You're correct, when the compiler generates code for the unaligned case, there is a short scalar loop to process the head of the array, up to a point of alignment. The code for alignment adjustment at the head of the loop may be suppressed by #pragma vector aligned (but then the code would fault if not aligned). Similarly, unless the compiler can determine it's not needed, there is a remainder loop for unaligned data at the end.

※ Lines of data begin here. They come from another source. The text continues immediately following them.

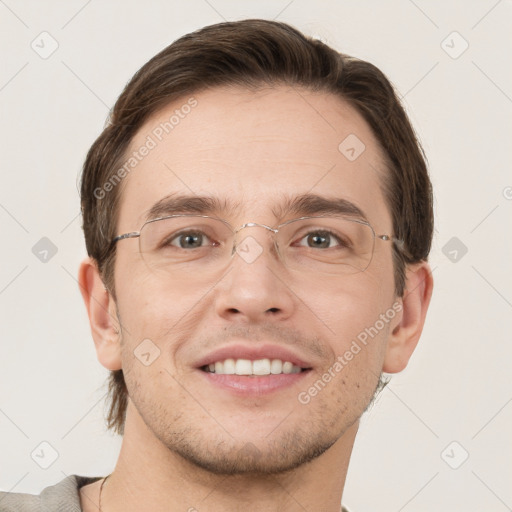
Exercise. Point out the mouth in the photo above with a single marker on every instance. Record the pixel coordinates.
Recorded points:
(253, 378)
(253, 368)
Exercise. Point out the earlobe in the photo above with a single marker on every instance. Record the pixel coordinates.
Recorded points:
(101, 310)
(405, 336)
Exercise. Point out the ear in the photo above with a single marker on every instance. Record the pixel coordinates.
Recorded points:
(405, 336)
(101, 309)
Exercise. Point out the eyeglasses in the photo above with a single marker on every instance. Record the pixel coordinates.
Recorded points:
(202, 244)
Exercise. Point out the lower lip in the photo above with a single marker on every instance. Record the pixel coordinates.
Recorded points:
(260, 385)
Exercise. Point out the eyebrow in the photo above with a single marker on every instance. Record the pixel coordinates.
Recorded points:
(301, 205)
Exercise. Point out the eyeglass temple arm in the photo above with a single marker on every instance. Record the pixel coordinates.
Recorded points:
(133, 234)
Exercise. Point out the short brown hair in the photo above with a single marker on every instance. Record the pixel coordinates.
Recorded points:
(252, 53)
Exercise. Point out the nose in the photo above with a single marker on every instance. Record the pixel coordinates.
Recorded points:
(255, 287)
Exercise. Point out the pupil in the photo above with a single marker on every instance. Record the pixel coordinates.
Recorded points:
(319, 240)
(191, 240)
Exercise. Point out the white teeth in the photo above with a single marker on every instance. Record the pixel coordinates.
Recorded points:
(229, 366)
(276, 366)
(243, 367)
(261, 367)
(248, 367)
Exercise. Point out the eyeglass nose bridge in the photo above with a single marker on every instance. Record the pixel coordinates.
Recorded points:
(252, 225)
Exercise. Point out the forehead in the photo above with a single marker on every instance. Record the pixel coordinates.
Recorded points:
(253, 152)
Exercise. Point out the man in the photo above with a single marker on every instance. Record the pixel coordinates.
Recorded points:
(258, 216)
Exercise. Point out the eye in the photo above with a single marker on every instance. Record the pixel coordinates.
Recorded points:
(323, 239)
(188, 240)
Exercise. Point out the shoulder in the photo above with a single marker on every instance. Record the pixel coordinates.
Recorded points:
(63, 496)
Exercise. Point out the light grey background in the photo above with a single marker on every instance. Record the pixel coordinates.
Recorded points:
(457, 386)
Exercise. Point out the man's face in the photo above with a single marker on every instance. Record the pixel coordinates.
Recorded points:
(253, 150)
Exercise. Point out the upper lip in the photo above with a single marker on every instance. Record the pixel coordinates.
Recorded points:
(253, 352)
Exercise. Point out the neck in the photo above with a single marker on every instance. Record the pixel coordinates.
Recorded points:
(148, 476)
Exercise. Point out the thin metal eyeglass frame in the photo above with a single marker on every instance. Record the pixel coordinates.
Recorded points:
(385, 238)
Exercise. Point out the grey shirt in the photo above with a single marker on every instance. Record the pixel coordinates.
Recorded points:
(61, 497)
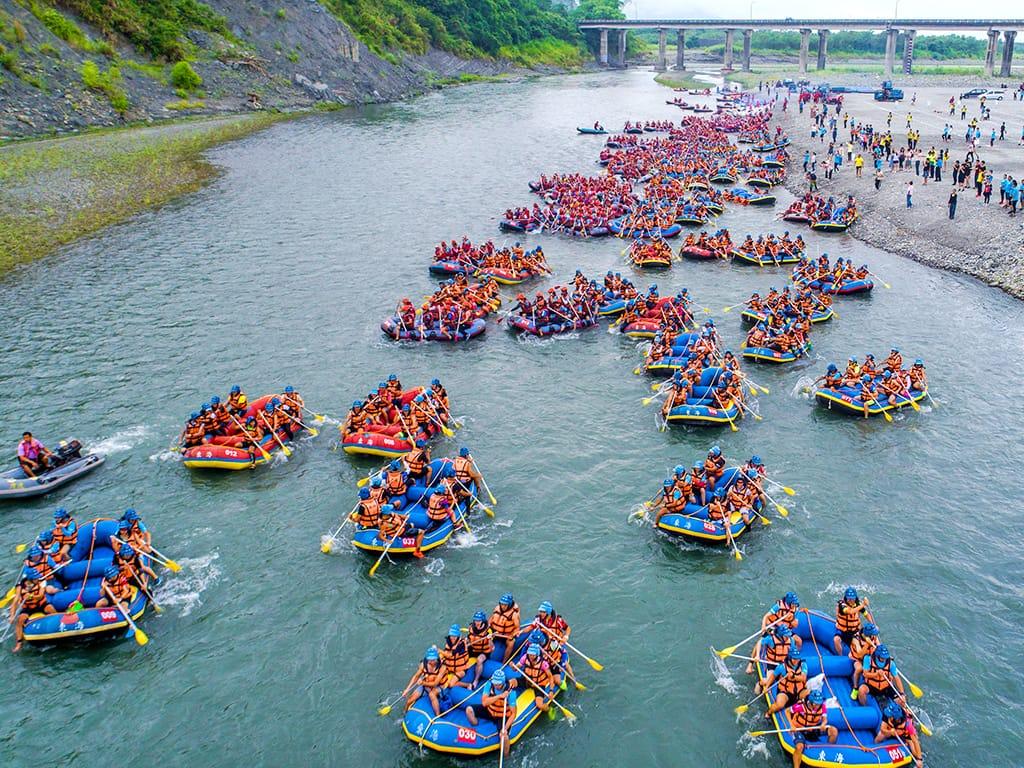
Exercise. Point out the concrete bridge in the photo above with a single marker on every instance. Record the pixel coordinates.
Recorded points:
(745, 27)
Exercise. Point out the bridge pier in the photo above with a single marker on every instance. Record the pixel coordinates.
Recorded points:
(909, 35)
(1008, 52)
(993, 39)
(890, 51)
(805, 40)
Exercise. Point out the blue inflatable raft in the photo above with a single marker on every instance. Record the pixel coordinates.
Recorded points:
(764, 354)
(79, 583)
(413, 504)
(453, 733)
(693, 522)
(700, 409)
(848, 399)
(857, 725)
(392, 327)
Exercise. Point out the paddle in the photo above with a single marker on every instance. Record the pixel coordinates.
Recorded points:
(732, 648)
(133, 630)
(568, 715)
(266, 456)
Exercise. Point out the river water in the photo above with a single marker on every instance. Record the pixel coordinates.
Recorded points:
(280, 272)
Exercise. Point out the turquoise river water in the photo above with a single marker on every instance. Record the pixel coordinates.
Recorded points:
(271, 653)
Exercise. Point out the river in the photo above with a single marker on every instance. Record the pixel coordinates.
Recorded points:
(280, 272)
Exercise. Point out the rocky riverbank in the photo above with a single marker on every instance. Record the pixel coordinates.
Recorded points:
(981, 241)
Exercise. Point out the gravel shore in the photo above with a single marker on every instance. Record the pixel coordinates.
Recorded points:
(982, 241)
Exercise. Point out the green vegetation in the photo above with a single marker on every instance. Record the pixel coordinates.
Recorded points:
(105, 82)
(519, 29)
(56, 190)
(184, 78)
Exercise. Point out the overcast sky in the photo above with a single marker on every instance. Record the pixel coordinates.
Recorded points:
(802, 9)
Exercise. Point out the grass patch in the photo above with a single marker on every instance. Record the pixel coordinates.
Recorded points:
(56, 190)
(107, 83)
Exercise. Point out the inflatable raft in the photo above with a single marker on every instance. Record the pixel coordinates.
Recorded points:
(453, 733)
(225, 452)
(525, 325)
(393, 328)
(15, 484)
(857, 725)
(413, 505)
(745, 257)
(848, 399)
(764, 354)
(79, 584)
(389, 441)
(693, 522)
(700, 409)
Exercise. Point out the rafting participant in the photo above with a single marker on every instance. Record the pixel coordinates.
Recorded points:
(128, 560)
(368, 512)
(505, 623)
(429, 678)
(714, 467)
(809, 720)
(532, 666)
(30, 597)
(792, 679)
(896, 724)
(440, 507)
(479, 636)
(418, 464)
(863, 644)
(498, 705)
(848, 612)
(33, 457)
(881, 677)
(784, 612)
(65, 531)
(116, 581)
(455, 654)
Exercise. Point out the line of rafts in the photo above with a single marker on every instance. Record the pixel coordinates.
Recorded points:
(85, 582)
(487, 683)
(835, 695)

Thank you very much for your reply, I test an aligned/unaligned array visiting loop, and got two versions in same .s:
data_int += align; //data_int is 64B aligned
for(j = 0; j < ITER_NUM; j++)
for(i = 0; i < size_in_int; i++)
data_int += i & 0x3;
..B3.20: # Preds ..B3.20 ..B3.19
movaps %xmm2, %xmm3 #34.23
paddd %xmm1, %xmm2 #32.3
pand %xmm0, %xmm3 #34.23
paddd (%rbp,%rdx,4), %xmm3 #34.4
movdqa %xmm3, (%rbp,%rdx,4) #24.2
addq $4, %rdx #32.3
cmpq %rcx, %rdx #32.3
jb ..B3.20 # Prob 82% #32.3
..B3.24: # Preds ..B3.22 ..B3.24
movl %ecx, %eax #34.4
andl $3, %eax #34.23
addl %eax, (%rbp,%rcx,4) #34.4
incq %rcx #32.3
cmpq %r15, %rcx #32.3
jb ..B3.24 # Prob 82% #32.3
May I ask one more simple question?
For following code, another aligned and nonaligned cases, even compiler tells me that it is vectorized, but it still use difference instructions that might have different latency, right? Seem to me that it doesnt use the several version to deal will head/tail non-aligned part.
struct A
float x;
float y;
float z;
float w;
float a;
float b;
float c;
float d;
void func(float factor, struct A * array) //A is 64B aligned
int i;
for(i = 0; i < 1024; i++)
array.y *= factor;
array.z *= factor;
array.w *= factor;
array.a *= factor;
I got following .s code when the address is not aligned:
..B2.1: # Preds ..B2.0
..___tag_value__Z12func_susan_1fP1A.15: #18.1
addq $4, %rdi #
shufps $0, %xmm0, %xmm0 #17.6
xorl %eax, %eax #21.2
# LOE rax rbx rbp rdi r12 r13 r14 r15 xmm0
..B2.2: # Preds ..B2.2 ..B2.1
movups (%rdi), %xmm1 #23.3
mulps %xmm0, %xmm1 #23.3
incq %rax #21.2
movups %xmm1, (%rdi) #23.3
addq $32, %rdi #21.2
cmpq $1024, %rax #21.2
jb ..B2.2 # Prob 99% #21.
It is not movaps here. I hope I could understand:
0. Is there any clue (except reading .s file) for programer to know how compiler make decision on which way to use? (multiple versions or using unaligned instruction)
1. Is there any performance difference that I should be care about?Or Intel chip has been properly designed and this doesnt matter much at all.
Thank you very much for your precious time.
Black Belt

On the current Intel CPUs, the last movups is expected to exhibit more latency when the data are misaligned. However, the code you show is not a typical vectorization case; it's not possible to align the block of struct components by a scalar remainder loop, so it looks like the compiler has done an excellent job with the task you set. I would have thought the compiler might report BLOCK VECTORIZED in such a case.